The Commonwealth Bank (CBA) is set to refund $16 million to customers who bought questionable add-on insurance policies, as it dumps the sale of the controversial products.
The announcement comes just days after banking royal commissioner Kenneth Hayne delivered a blunt warning to the banks about secrecy.
In a statement the Commonwealth Bank said it had decided to end sales of its current CreditCard Plus and Personal Loan Protection products.
Senior executive Matt Comyn said some people who bought the products may not have been eligible to receive all related benefits.
“We have found it hard to achieve the right balance between simplicity and accessibility on the one hand, and limiting the product to the right group of target customers on the other hand,” he said.
The CBA had applied to the royal commission to keep internal documents about its add-on insurance policies – promoted via credit cards, and personal, car and home loans – under wraps.
While Commissioner Hayne agreed to keep clients’ details private, he rejected CBA’s approach.

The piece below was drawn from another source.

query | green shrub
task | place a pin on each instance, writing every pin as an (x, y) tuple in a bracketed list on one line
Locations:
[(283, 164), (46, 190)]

Last week he said CBA had acknowledged that its conduct over add-on policies “fell short of community standards and expectations”.
[It] is conduct the consequences of which CBA has sought to remedy by making payments totalling several million dollars.”
Last year, the bank was forced to refund $10 million to 65,000 CreditCard Plus customers after the Australian Securities and Investments Commission (ASIC) alleged the insurance add-ons had been oversold to people worried about meeting repayments.
CBA will also pay back $586,000 to 10,000 customers over-insured through its Home Loan Protection consumer-credit insurance.
The products will be withdrawn immediately from the market and the bank said it was working to deliver a new “protection solution” for customers.
‘Junk insurance’ is on its deathbed: consumer advocates
The Consumer Action Law Centre, Financial Rights Legal Centre, and Financial Counselling Australia have jointly condemned the sale of so-called junk insurance.
They said CBA’s move showed credit card and loan insurance add-ons were on their death bed.
“The biggest bank in Australia has now effectively admitted that consumer-credit insurance is junk,” said Gerard Brody, the CEO of the Consumer Action Law Centre.
“It’s time for others to follow suit and stop selling this rubbish. Consumer-credit insurance needs to be buried away.”